Using these methods, the Newcastle Daily Chronicle reported on a rat catcher of the early 1860s named Mr. Matthew French of Hexham. He was better known as “Matt the Rover,” and, supposedly, in a single day he “with the aid of his four astute ferrets, and his ‘two game little terriers,’ [took, killed, and slayed] … the enormous number of three hundred rats.”[5]

French version of the rat catcher in the seventeenth century. Courtesy of Bibliothèque nationale de France.

If the pervasive disease-ridden varmints needed to be captured alive, there were several ways to accomplish the job. One way was to have the ferret flush out the rat and drive it into some contrivance. This was the best way to catch rats used for blood sports because it left no visible injuries, a requirement for the sport. (One popular blood sport was rat-baiting. It involved filling a pit with rats and placing bets on how long it would take a dog, usually a terrier, to kill them.)

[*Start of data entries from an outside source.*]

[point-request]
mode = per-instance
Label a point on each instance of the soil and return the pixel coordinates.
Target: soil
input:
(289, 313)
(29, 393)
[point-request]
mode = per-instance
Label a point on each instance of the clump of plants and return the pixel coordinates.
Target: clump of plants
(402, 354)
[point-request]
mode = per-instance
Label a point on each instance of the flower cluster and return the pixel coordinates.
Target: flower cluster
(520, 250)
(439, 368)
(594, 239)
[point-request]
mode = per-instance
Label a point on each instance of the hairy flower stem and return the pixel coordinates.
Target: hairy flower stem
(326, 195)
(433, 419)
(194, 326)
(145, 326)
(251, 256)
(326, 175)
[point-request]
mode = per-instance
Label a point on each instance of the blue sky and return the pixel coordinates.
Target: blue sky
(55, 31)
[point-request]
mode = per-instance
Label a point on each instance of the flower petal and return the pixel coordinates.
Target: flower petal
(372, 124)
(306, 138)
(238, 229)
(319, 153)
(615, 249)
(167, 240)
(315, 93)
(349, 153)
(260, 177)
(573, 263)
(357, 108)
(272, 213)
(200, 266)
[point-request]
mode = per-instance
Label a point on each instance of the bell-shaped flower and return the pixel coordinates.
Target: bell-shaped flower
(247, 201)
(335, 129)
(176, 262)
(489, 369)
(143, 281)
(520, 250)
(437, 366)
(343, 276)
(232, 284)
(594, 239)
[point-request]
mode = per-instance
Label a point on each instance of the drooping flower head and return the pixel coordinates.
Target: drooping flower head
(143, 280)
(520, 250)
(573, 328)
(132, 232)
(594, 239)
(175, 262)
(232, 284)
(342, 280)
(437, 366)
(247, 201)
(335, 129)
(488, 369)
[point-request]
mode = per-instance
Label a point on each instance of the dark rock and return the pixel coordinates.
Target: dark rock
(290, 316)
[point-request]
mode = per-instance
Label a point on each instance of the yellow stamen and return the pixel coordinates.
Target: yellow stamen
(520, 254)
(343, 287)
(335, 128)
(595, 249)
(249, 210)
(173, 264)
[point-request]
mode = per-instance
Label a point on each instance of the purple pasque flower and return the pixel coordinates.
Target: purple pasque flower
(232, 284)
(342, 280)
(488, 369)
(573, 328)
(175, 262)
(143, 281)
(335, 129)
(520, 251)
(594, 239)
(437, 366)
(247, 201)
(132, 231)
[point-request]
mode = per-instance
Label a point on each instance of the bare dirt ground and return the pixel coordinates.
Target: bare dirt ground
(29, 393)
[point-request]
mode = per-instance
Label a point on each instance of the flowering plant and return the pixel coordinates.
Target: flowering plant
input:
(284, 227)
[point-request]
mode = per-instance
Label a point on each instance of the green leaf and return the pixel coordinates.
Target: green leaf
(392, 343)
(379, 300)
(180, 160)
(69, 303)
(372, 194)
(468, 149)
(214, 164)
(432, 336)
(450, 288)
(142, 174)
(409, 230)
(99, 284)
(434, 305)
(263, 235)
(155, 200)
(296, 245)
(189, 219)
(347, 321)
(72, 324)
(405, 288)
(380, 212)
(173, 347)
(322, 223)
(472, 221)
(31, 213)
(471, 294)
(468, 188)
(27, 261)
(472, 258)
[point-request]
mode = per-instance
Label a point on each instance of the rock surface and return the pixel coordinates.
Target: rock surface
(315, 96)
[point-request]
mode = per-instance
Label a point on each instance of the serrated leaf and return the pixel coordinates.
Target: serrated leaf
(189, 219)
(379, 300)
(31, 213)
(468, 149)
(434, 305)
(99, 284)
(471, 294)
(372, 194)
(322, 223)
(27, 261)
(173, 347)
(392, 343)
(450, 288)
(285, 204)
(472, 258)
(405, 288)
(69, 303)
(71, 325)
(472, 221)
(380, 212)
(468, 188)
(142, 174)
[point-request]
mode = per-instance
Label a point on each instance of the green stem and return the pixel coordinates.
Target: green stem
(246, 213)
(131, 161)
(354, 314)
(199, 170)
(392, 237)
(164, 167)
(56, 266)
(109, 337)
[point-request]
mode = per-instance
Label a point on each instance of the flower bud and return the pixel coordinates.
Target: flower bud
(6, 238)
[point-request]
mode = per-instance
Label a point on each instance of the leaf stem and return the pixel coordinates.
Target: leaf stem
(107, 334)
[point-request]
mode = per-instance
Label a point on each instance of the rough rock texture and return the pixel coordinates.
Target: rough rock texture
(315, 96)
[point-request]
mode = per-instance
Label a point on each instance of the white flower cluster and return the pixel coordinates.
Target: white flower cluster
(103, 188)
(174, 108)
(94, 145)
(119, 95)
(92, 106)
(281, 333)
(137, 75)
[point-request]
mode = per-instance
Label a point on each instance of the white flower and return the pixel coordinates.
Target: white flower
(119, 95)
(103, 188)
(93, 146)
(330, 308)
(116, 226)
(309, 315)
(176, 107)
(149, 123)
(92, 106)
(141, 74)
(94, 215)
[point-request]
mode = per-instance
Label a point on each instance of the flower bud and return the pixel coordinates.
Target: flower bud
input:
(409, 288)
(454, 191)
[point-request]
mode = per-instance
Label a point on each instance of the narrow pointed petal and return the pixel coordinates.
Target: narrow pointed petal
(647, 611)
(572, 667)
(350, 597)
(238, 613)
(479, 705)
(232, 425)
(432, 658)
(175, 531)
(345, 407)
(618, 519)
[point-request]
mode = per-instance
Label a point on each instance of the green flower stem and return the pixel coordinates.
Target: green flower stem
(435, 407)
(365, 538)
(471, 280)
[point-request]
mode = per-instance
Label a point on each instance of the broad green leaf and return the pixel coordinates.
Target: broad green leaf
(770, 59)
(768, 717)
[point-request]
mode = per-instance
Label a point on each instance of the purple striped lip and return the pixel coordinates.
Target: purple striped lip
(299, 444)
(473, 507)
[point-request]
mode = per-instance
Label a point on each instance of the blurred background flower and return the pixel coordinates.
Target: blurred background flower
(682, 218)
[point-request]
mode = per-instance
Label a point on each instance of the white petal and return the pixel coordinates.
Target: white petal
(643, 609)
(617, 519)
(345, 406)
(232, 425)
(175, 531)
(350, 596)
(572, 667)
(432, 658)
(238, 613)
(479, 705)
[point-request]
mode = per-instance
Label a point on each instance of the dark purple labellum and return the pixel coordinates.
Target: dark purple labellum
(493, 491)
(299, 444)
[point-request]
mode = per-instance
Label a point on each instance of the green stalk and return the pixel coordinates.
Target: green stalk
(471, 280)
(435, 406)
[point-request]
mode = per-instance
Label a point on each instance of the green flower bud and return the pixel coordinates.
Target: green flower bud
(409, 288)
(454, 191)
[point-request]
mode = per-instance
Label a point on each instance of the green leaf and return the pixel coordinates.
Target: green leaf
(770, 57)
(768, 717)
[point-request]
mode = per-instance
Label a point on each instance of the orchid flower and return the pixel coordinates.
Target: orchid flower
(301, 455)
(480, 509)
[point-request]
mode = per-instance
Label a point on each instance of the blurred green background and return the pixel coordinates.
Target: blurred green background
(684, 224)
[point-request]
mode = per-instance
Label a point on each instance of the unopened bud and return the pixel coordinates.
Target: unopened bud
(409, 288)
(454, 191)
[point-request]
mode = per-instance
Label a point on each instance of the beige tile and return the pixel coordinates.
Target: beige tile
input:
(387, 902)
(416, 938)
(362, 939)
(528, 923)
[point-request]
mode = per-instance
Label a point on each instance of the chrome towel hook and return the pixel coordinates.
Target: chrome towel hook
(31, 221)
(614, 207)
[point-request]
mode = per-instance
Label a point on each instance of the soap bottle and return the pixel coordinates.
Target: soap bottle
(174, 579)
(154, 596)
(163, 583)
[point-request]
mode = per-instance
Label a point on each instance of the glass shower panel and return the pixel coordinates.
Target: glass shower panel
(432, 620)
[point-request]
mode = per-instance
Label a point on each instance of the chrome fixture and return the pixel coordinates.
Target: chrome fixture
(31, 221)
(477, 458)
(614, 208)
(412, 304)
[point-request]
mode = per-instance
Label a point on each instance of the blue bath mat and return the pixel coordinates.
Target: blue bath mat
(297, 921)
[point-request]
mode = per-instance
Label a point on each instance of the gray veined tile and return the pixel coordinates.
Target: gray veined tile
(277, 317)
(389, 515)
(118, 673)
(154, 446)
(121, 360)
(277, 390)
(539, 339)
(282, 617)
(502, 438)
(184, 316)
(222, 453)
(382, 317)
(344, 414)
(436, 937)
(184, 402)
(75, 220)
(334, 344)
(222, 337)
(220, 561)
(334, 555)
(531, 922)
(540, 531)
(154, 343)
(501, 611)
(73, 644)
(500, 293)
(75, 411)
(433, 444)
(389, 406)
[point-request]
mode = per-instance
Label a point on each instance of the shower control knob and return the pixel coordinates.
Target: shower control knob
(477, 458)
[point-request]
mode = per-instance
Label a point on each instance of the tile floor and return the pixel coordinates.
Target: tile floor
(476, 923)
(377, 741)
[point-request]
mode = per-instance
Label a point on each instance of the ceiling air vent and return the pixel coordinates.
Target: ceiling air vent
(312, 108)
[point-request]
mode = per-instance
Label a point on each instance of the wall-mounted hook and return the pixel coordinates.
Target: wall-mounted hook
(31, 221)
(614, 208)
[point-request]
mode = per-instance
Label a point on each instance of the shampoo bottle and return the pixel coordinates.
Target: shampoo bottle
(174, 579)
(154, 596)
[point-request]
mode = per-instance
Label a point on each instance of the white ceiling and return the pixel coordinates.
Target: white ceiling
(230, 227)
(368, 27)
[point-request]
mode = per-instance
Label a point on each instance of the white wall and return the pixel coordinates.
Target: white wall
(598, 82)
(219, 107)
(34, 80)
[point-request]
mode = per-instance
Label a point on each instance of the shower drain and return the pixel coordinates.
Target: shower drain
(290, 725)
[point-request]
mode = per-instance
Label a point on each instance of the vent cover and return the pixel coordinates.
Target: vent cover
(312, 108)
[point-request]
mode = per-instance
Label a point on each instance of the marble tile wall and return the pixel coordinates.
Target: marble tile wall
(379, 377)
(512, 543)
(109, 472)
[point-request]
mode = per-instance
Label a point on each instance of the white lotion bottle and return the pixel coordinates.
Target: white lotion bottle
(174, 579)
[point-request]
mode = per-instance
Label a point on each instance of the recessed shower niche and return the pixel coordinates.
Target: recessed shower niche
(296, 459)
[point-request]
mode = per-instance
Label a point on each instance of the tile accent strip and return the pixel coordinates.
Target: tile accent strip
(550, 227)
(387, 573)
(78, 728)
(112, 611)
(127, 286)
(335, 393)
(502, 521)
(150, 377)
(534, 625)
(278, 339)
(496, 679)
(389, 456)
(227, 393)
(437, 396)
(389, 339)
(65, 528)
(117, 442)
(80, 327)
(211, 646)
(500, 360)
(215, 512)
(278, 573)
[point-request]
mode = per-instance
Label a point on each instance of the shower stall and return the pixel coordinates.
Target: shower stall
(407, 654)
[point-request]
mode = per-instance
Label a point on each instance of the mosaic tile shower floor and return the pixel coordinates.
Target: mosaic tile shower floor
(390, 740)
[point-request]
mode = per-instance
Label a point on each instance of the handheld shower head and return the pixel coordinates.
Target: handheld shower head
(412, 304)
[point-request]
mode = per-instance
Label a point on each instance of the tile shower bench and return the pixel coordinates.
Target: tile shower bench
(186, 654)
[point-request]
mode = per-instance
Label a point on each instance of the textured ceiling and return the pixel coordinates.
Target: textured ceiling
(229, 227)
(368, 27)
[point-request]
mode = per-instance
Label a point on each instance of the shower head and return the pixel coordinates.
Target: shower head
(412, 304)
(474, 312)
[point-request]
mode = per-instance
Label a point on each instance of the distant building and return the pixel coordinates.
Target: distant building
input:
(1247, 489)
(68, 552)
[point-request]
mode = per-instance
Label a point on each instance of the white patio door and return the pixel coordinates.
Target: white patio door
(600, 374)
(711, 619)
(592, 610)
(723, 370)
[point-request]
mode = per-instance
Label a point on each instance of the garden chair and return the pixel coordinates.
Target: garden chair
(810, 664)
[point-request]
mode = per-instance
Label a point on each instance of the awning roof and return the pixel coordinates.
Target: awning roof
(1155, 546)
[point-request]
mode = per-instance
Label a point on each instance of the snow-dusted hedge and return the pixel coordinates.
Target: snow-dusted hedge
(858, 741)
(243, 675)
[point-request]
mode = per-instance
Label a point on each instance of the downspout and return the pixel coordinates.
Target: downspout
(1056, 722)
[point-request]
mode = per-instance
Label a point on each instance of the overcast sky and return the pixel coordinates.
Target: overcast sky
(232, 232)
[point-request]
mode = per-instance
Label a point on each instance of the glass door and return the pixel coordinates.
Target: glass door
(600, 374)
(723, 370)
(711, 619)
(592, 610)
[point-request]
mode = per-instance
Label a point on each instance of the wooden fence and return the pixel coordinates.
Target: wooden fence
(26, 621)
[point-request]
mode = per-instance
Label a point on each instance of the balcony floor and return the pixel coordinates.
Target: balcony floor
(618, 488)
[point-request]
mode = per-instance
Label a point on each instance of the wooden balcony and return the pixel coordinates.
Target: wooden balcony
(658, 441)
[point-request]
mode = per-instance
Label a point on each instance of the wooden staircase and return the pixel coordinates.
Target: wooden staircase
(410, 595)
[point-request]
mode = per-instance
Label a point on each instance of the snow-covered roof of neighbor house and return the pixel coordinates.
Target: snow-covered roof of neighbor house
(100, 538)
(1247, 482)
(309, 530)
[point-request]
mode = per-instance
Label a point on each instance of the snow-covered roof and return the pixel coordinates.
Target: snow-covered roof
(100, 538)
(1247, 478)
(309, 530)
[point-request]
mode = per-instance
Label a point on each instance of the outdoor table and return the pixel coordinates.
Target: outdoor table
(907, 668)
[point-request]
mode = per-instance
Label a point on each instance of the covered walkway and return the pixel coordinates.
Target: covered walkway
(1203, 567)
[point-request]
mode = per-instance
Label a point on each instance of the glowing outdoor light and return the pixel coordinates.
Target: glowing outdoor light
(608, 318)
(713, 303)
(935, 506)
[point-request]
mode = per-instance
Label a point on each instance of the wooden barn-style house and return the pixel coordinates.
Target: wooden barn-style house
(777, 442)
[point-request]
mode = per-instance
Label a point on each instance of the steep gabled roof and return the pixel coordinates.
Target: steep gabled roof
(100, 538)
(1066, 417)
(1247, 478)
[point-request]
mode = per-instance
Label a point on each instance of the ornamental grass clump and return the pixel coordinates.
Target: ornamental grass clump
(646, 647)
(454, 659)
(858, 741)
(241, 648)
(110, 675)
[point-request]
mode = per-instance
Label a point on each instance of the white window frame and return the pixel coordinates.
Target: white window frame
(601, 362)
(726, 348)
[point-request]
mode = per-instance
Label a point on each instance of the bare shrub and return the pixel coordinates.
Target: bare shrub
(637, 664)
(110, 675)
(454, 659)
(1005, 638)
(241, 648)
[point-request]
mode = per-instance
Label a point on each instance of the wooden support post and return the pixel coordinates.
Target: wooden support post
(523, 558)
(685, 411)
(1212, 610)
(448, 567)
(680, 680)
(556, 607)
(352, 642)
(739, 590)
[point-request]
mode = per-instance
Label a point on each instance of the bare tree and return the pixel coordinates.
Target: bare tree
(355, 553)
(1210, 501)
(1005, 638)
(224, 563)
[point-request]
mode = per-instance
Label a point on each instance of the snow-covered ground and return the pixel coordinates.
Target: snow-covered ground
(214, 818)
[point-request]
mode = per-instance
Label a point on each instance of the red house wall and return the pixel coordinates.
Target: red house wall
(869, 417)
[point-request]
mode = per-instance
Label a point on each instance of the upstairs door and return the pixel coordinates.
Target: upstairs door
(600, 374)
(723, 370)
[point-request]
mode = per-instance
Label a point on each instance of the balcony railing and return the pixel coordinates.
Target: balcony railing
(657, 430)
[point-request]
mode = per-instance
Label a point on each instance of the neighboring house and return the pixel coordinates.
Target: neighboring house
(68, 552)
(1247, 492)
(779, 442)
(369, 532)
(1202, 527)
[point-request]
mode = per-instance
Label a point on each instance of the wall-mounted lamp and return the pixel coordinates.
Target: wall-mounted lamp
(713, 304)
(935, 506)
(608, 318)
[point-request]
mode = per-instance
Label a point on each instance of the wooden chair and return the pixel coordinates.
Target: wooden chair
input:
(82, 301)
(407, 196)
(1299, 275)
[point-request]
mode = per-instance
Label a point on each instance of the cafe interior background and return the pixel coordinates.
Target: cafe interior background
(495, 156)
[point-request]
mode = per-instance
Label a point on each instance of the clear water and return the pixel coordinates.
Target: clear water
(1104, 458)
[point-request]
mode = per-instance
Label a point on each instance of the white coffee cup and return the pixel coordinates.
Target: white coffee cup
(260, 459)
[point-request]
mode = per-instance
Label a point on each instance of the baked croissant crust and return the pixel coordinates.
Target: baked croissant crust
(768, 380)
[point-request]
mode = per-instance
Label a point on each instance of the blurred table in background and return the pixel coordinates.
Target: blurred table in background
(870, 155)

The second reason rats were captured alive was to breed and sell as house pets. One famous rat catcher named Jack Black worked as Queen Victoria’s personal rat catcher and caught all sorts of rats, including unusual colored ones. He bred them and sold them to well-bred women who kept them in squirrel cages as pets. Jack began as a child rat catcher and in an interview in the 1800s with Mayhew he claimed:

“I should think I’ve been ratting a’most for five-and-thirty year. I’ve been bitten nearly everywhere, even where I can’t name and right through my thumbnail too … When a rat’s bite touches the bone, it make you feel faint in a minute, and it bleeds dreadful like you have ben stuck with a penknife. … The first rats I caught was when I was about nine years of age. After that I bought some ferrets, and I was, I think, the first that regularly began to hunt rats to ‘sterminate them.[6]

Rat Catchers

Jack Black. Courtesy of Wikipedia.

References:

  • [1] A Rat-catcher on Rats, in Manchester Courier and Lancashire General Advertise, p. 3.
  • [2] “Wanted,” in Alnwick Mercury, 24 October 1885, pg. 4.
  • [3] Mayhew, Henry, London Labour and the London Poor, Vol. 1, 1851, p. 503.
  • [4] Ibid.
  • [5] “Rat Slaughter Extraordinary,” in Newcastle Daily Chronicle, 26 December 1861, pg. 3
  • [6] BBC2 Shows what Mayhew’s London was Really Like, in Illustrated London News, 2 April 1966, p. 16.